The article buries the lede: they built a Rust async runtime that is basically a wrapper around Grand Central Dispatch on macOS! This is the operating system task scheduler, which means they basically get the dispatch behavior of a native Mac application. Very cool stuff!
Ah this is quite interesting actually. The major dichotomy I see in languages tends to be 1:1 threading (or just “threads”) and M:N threading (often called “async”; M userspace threads multiplexed over N kernel threads, like green threads, goroutines, etc.). I’ve also seen async refer to M:1 threading (coroutines/state machines/event loops on a single thread like Nginx or Node.js).
I hadn’t had much opportunity to empirically compare the different approaches myself, but the main argument I heard in favor of 1:1 threading is that an M:N model creates a “left hand doesn’t know what the right hand is doing” situation, frustrating the kernel’s ability to take advantage of its knowledge when scheduling, and that avoiding context switches or general threading overhead isn’t the bugbear it used to be anyway. So seeing what looks like an additional option here—using Rust’s async to schedule threads M:N, but with the kernel still steering the scheduling—sounds appealing.
This does remind me of Google’s switchto proposal alongside futexes to facilitate user-space threading as well.
I’m not particularly well informed or up-to-date on these things so happy to hear if I accidentally misrepresented something.
M:N threading (often called “async” […] I’ve also seen async refer to M:1 threading
Asynchronicity is orthogonal to threading. For extra confusion, “async” these days tends to mean async/await (state machines built from “normal looking” code), as opposed to stackful coroutines.
with the kernel still steering the scheduling
Ehhh, AFAIK this isn’t any more kernel-based than any other common scheduler. libdispatch is just Apple’s userspace library that provides a scheduler and other concurrency stuff, and this article describes using it because it’s “platform native” and has better integration with Apple’s frameworks and the power management and whatnot.
This sounds roughly equivalent to running on glib’s event loop which would be “platform native” for a GNOME application.
Either way, it is indeed great to see the flexibility of Rust’s async/await in action!
One perhaps-not-so-well-named innovation arriving in the server space is a little “more kernel-based” in a way: the “thread-per-core” runtimes.
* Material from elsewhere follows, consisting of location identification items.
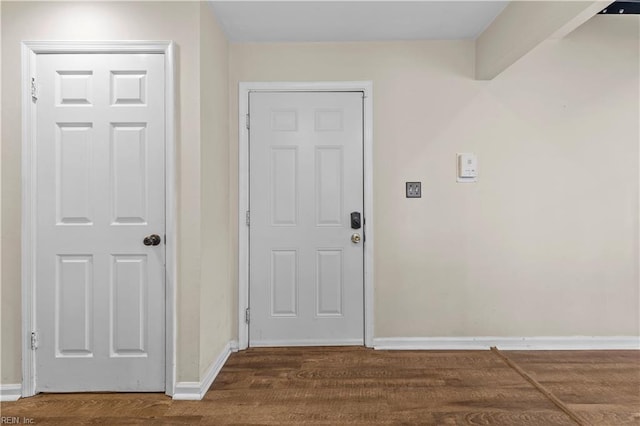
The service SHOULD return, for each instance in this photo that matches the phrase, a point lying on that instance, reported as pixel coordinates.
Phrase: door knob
(152, 240)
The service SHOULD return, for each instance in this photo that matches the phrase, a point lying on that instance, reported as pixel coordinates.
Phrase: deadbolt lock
(152, 240)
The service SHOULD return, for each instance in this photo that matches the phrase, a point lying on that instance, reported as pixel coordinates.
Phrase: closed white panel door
(100, 287)
(306, 273)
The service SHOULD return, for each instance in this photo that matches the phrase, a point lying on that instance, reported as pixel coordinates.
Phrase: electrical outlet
(414, 189)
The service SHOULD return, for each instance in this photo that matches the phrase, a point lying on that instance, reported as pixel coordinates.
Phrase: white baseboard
(305, 342)
(194, 391)
(508, 343)
(10, 392)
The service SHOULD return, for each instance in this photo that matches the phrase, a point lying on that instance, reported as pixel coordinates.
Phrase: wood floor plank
(603, 387)
(335, 386)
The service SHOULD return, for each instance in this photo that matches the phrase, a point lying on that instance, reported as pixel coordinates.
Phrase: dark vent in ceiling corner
(622, 8)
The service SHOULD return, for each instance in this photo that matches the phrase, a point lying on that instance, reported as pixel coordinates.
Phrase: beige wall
(216, 294)
(546, 243)
(201, 89)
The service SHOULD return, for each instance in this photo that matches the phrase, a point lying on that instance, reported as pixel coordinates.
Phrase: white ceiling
(309, 21)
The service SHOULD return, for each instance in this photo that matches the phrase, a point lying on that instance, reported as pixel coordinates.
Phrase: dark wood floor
(335, 386)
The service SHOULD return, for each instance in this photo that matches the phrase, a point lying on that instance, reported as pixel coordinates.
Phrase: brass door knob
(152, 240)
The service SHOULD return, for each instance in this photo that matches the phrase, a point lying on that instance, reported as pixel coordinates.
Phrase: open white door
(306, 256)
(100, 204)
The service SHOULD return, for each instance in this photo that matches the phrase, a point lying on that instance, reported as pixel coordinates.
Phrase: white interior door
(100, 290)
(306, 178)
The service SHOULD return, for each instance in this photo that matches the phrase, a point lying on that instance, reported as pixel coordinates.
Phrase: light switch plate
(414, 189)
(467, 167)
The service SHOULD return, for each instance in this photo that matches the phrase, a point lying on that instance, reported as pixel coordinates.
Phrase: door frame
(244, 88)
(30, 50)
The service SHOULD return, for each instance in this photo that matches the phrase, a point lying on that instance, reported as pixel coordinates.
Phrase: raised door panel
(129, 192)
(73, 165)
(283, 191)
(128, 307)
(284, 283)
(74, 306)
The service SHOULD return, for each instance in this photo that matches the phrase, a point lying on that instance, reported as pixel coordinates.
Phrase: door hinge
(34, 90)
(34, 340)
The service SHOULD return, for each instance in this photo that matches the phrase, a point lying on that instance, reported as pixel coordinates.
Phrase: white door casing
(306, 177)
(98, 139)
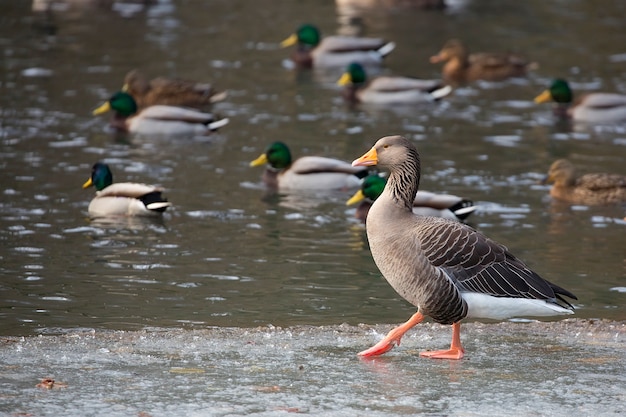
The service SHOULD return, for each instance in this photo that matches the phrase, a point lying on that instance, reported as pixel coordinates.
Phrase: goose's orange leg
(456, 351)
(393, 337)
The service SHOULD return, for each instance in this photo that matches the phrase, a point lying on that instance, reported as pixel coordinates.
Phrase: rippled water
(229, 255)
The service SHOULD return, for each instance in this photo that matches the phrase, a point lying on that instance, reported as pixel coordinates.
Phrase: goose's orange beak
(369, 159)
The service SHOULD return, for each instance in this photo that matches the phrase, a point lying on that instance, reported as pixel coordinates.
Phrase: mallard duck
(425, 204)
(169, 91)
(589, 189)
(122, 198)
(388, 89)
(307, 172)
(448, 270)
(334, 51)
(158, 119)
(461, 67)
(588, 108)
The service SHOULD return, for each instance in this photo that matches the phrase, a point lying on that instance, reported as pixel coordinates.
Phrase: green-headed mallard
(307, 172)
(122, 198)
(335, 51)
(169, 91)
(589, 108)
(388, 89)
(425, 203)
(588, 189)
(448, 270)
(158, 119)
(462, 67)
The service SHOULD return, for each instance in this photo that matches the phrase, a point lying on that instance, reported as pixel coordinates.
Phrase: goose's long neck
(404, 180)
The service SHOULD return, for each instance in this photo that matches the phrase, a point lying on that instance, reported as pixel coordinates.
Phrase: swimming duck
(334, 51)
(445, 268)
(169, 91)
(158, 119)
(307, 172)
(462, 67)
(425, 203)
(122, 198)
(589, 189)
(588, 108)
(388, 89)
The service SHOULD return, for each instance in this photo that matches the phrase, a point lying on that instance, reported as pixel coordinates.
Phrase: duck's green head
(355, 74)
(277, 155)
(122, 102)
(306, 35)
(559, 91)
(101, 177)
(371, 187)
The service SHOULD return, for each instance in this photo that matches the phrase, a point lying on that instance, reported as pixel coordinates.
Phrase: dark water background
(226, 255)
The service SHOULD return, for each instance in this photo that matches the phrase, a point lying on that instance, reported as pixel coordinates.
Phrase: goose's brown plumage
(591, 189)
(445, 268)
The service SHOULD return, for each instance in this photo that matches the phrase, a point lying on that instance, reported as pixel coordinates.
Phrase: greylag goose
(122, 198)
(425, 204)
(307, 172)
(448, 270)
(591, 189)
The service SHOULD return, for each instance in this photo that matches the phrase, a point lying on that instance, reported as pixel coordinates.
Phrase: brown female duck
(445, 268)
(169, 91)
(462, 67)
(589, 189)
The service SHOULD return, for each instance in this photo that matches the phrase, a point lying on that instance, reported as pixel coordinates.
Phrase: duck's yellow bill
(369, 159)
(261, 160)
(543, 97)
(291, 40)
(345, 79)
(102, 109)
(358, 196)
(88, 183)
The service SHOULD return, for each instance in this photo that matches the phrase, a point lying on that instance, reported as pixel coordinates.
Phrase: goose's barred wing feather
(479, 264)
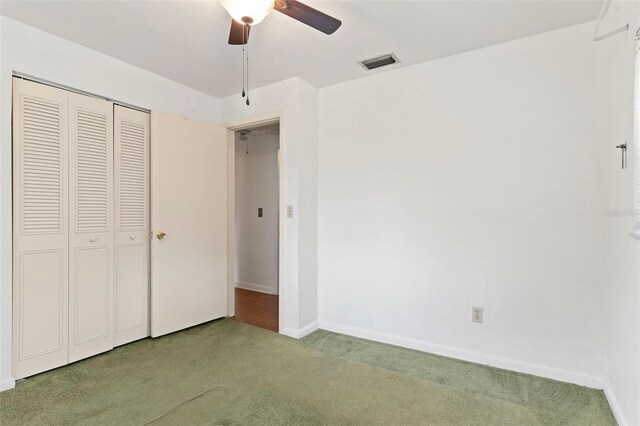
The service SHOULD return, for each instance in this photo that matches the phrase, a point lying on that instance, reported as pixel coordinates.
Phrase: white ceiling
(186, 41)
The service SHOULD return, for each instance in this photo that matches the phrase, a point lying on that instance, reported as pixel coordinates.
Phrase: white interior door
(189, 205)
(131, 140)
(40, 228)
(90, 226)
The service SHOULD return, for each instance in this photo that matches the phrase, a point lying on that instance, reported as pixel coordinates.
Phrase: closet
(80, 226)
Basically: lots of server applications are pretty much shared-nothing, so let’s just spin up completely independent event loops on $num_cpus threads, and (here’s the kernel part) let SO_REUSEPORT distribute requests between them.
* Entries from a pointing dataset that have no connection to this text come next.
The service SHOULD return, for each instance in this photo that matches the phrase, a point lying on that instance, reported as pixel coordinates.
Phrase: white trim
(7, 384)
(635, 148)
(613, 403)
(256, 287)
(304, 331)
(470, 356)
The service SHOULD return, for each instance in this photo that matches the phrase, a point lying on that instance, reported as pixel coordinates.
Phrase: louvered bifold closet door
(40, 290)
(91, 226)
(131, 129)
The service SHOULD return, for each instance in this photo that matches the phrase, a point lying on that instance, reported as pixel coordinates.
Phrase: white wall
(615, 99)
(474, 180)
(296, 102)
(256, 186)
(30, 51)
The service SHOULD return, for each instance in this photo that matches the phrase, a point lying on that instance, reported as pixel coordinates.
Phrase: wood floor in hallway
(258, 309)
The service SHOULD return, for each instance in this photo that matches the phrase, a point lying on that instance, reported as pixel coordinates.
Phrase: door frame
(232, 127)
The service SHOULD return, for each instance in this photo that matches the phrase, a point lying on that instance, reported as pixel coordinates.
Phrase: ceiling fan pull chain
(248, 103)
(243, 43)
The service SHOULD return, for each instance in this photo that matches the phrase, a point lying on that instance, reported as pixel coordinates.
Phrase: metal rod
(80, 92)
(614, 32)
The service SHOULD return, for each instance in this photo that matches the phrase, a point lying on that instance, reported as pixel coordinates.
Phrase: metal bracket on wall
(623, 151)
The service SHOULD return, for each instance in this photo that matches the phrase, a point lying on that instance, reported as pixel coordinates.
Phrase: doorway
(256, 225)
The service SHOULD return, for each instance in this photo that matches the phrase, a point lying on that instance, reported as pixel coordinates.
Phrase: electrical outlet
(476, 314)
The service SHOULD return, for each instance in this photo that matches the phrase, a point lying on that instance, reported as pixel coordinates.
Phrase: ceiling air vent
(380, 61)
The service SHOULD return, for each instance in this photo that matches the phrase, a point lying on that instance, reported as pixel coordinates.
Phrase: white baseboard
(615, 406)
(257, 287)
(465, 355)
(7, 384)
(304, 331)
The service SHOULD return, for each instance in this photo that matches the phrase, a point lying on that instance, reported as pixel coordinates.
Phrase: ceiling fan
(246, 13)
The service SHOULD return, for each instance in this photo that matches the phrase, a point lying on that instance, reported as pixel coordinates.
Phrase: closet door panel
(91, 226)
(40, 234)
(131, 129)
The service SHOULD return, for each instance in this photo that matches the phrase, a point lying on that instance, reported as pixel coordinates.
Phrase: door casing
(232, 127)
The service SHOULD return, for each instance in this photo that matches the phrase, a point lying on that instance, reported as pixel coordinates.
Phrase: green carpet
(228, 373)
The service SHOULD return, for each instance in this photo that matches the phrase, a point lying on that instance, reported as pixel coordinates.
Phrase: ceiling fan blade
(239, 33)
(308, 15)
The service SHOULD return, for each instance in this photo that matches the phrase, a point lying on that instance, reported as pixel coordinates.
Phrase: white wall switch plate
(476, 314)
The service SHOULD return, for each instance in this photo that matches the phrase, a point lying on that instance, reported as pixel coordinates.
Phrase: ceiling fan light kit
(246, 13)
(The linked runtimes also all switch to completion-based I/O—because io_uring go fast wooo—which results in ecosystem compatibility pain due to different read/write interfaces; but you can also replicate the architecture itself in a few lines with Tokio as the TechEmpower benchmark entries do)
For extra confusion, “async” these days tends to mean async/await (state machines built from “normal looking” code), as opposed to stackful coroutines.
You’re right, but usually people contrast async/await with virtual threads, not stackful coroutines, which are different constructs. The grandparent is more confused though, in that there’s no connection between the interface exposed to users (virtual threads, stackful/stackless coroutines, actors, whatever) and the scheduling mechanism (1:1, N:1, M:N, etc).
Basically: lots of server applications are pretty much shared-nothing, so let’s just spin up completely independent event loops on $num_cpus threads, and (here’s the kernel part) let SO_REUSEPORT distribute requests between them.
But as I wrote in the article you linked: a lot of the times these cite benchmarks which do a well-balanced amount of work on each connection, so load balancing by distributing connections evenly with SO_REUSEPORT is an effective strategy. Unless your real workload also has that property, its questionable to cite these benchmarks in contrast to a more responsive (but also higher constant overhead) strategy like work-stealing.
That is to say, its not really about being shared-nothing (though thats a prerequisite for avoiding coordination between threads), its about whether merely balancing connections is an effective strategy for balancing work in your application.
Right, it’s definitely not a property every workload has, but I feel like it’s not uncommon at all. For web app backends especially it’s typical for all request handling to be essentially “fire off queries to DB/cache/third-party-service/etc, await, template/serialize, return” which results in little variety of work per request (and so—with some handwaving about clients doing roughly similar numbers of requests—per connection too). So to me it makes sense that that approach is getting some traction.
…oh, and of course the thing is that it’s kind of a tried-and-true architecture for web apps: all those GIL-burdened scripting language interpreters were often being scaled in an OS process per core way (or “just some larger number of worker processes than cores” when each process was running fully synchronously instead of having an async event loop). Those got away with merely balancing connections!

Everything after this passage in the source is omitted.